Does anyone have experiences with having two 8800 GTX cards in an Intel Core 2 Duo box and running CUDA applications on them?
I have a gpgpu application (sparse matrix multiplication and some linear algebra) and was wondering if I could run one card from one core and the other card from the other core in such a way that the performance on the two cards is around twice the performance of an individual card.
Note that at first I don’t want to have communication between the cards (that will come later) only to run two separate instances of the same application.
The programming guide in section 22.214.171.124 describes the cudaSetDevice() function, which lets you decide which device each thread is going to talk to. As it mentions in 4.5.2 a given host thread can only talk to one GPU at a time, so to access both cards from a single app, you would need to spawn another thread and call cudaSetDevice() from each before doing anything else. With two separate apps, you just need to call cudaSetDevice() with a different value in each instance of the application.

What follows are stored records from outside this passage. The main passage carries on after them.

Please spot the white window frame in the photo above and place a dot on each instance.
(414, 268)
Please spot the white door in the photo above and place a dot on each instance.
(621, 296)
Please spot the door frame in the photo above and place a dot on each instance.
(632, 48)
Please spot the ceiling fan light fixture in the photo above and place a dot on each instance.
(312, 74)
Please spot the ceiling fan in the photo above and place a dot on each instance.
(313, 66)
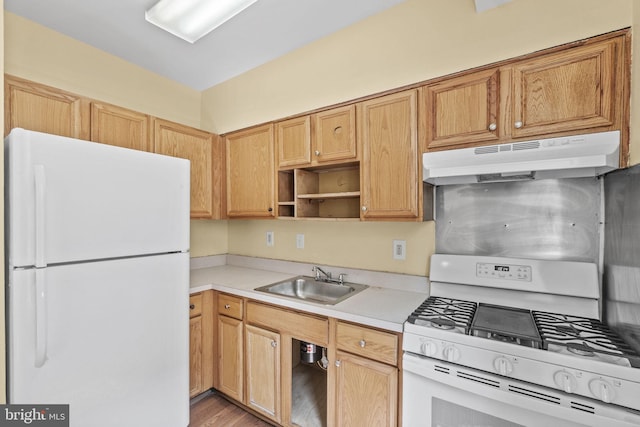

Incidentally, this brings up a question I have for the experts: Is there an easy way to discover which CUDA device is not already in use when the application starts? Eventually, we will have two cards in one machine (like nogradi is looking into) to run separate applications. It would be very handy if the application could automatically initialize whichever card is free when it starts, and bail out with an error if both cards are in use.
Thanks for the reply, it seems then that running two separate applications is pretty simple. And if one only wants to have communication between cards through CPU memory shared by the two CPU cores (probably this is the only option) then two threads each talking to its own card can be a good solution. Did you try any of this with success?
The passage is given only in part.